あゆといえば浜崎あゆみの愛称。あゆはさかなの中でも清潔なイメージがするさわやかな魚でもある。生態はというと久慈川のアユの成魚は川で生活し、産卵も川でおこなうが、仔稚魚は一時的に海(久慈浜)で生活する。このような回遊は「両側回遊」(りょうそくかいゆう)という。
9月-2月頃、親のアユは川の下流にくだり、砂や小石の多い浅瀬で集団で産卵する。ふ化した稚魚はシラウオのように透明で、心臓やうきぶくろなどが透けて見える。
ふ化後の仔魚は体長約6mmで卵黄嚢を持ち、0〜数日のうちに海あるいは河口域に流下する。そこでカイアシ類などを捕食して成長する。体長約10 mm程度から砂浜海岸や河口域の浅所に集まり、カイアシ類や仔魚などを捕食し、成長する。このころからスイカの香りがする。この独特の香りは、アユの体内の不飽和脂肪酸が酵素によって分解された時の匂いであり、アユ体内の脂肪酸はエサの影響を受けることから、育ち方によって香りが異なることになる。

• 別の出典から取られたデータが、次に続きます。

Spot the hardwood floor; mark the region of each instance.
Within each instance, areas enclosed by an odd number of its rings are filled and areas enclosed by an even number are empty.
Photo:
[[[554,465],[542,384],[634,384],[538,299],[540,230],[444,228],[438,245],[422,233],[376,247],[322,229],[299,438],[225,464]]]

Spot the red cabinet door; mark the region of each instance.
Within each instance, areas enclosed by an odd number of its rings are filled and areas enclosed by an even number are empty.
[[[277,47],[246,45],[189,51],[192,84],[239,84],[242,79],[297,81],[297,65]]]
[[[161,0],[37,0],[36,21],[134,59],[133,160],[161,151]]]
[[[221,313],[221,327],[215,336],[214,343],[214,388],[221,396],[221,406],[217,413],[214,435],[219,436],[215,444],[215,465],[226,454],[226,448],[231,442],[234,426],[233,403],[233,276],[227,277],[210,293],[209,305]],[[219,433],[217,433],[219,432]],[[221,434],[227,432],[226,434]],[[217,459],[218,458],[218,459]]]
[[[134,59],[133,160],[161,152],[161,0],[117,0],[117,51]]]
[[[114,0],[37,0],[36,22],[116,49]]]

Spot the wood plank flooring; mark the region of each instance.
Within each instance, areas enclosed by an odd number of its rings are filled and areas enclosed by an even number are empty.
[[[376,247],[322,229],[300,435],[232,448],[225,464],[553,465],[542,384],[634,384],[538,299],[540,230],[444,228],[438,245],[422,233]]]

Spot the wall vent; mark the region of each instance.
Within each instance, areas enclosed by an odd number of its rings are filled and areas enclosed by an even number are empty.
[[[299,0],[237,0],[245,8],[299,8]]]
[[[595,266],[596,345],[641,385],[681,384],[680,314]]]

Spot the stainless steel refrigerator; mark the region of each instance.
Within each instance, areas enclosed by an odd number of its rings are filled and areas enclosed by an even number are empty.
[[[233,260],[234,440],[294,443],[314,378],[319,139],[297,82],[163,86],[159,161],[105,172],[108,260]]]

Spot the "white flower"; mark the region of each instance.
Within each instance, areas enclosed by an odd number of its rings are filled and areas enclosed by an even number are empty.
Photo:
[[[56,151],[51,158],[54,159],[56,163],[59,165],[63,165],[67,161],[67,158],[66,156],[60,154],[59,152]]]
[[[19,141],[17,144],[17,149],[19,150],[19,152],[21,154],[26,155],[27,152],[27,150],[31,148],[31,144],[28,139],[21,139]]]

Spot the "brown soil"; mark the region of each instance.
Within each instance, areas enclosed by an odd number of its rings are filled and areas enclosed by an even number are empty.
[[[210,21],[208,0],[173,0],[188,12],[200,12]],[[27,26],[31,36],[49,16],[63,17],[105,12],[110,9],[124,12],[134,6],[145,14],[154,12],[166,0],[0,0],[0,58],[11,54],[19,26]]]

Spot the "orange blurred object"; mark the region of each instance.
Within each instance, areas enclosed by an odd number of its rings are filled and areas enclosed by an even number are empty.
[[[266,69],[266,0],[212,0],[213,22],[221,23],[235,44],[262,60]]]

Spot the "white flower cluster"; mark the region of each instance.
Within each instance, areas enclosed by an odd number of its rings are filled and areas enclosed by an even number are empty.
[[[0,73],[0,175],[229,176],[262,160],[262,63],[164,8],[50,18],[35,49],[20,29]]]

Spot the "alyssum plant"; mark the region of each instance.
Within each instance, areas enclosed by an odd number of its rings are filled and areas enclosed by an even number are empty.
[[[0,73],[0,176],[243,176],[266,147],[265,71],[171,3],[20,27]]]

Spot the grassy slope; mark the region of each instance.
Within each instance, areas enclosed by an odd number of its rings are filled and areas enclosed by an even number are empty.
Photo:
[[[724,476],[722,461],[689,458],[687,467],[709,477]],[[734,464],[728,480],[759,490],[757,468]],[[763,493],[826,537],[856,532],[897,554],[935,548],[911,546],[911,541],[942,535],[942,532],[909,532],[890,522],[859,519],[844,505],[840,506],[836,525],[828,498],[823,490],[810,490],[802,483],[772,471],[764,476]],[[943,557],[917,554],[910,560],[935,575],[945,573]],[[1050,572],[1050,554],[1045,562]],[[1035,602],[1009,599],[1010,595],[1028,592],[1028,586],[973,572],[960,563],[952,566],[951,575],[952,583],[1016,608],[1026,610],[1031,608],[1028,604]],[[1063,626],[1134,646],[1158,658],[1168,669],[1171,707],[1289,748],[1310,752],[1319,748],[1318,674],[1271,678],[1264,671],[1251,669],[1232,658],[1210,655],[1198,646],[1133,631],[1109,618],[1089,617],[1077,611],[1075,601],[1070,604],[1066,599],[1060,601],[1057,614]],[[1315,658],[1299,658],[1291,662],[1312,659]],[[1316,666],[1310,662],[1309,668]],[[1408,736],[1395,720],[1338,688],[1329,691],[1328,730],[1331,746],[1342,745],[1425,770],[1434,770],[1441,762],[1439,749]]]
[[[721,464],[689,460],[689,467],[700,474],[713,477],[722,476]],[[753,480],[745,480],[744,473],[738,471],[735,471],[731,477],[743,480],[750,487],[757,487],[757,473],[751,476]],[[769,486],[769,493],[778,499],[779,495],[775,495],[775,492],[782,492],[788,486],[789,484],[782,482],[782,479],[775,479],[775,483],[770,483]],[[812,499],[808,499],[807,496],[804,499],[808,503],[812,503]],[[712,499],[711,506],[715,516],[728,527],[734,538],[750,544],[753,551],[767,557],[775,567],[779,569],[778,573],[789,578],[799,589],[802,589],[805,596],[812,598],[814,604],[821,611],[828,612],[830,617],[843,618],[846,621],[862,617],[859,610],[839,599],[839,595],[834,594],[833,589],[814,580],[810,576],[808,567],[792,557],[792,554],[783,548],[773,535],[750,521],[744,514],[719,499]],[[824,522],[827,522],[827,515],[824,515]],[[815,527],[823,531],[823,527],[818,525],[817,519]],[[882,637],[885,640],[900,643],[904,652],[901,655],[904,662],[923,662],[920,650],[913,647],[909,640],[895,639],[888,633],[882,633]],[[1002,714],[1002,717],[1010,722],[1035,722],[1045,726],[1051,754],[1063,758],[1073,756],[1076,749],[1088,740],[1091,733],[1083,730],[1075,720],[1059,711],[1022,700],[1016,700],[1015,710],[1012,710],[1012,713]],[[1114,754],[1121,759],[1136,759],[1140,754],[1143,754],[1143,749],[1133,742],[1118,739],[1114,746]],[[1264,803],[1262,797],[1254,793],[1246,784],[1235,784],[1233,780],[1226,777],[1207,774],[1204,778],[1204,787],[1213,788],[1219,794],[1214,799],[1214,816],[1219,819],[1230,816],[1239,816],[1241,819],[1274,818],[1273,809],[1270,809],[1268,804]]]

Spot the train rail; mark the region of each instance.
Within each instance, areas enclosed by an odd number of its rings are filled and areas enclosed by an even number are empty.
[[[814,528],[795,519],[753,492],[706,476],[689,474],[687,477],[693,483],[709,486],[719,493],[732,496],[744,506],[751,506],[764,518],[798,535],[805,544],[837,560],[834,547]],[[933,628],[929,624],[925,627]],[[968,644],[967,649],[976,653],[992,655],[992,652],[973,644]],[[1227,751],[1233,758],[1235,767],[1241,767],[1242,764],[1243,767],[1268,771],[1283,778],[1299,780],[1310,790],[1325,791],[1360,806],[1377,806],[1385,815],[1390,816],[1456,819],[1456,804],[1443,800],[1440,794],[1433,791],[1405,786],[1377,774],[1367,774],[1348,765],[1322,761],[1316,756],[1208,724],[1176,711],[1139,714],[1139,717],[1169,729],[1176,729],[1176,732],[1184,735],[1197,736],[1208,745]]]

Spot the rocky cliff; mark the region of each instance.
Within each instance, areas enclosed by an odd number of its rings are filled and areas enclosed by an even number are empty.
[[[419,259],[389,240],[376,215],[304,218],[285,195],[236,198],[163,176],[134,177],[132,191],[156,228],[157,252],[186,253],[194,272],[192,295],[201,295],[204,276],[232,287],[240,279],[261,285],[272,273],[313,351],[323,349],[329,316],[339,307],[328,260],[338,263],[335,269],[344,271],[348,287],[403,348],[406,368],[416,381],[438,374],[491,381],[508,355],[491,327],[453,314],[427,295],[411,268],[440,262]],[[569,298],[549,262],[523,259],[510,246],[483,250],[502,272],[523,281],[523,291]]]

体長35mm程度まで成長すると稚魚となる。稚魚は翌年4月-5月頃に5〜10cm程度になり、久慈川をさかのぼるが、この頃から体に色がつき、さらに歯の形が岩の上のケイソウ類を食べるのに適した櫛(くし)のような形に変化する。川の上流から中流域に辿り着いた幼魚は、石についているケイソウ類(こけ)を歯でそげ落とすように食べる。アユが藻類をそげ取ると岩の上に独特の食べあとが残り、これを特に「はみあと」という。
多くの若魚は群れをつくり行動するが、特に体の大きい何割かの若魚はえさの藻類が多い場所を占拠して縄張りを作るようになる。縄張りは1匹のアユにつき約1m四方ほどで、この縄張り内を侵す他のものに体当たりなどの激しいアタックをする。この性質を利用して久慈川でアユを釣り上げるのが「友釣り」であり、釣り人が川で釣竿を投げるさまは久慈川の夏の風物詩でもある。
夏となり、若魚の灰緑色だった体色が、秋になり、橙と黒の独特の色へ変化する。親のアユは産卵のため下流域への下降するのを、「落ちアユ」という。産卵を終えたアユは1年間の短い一生を終えるが、まれであるがに冬を越すものもいるという。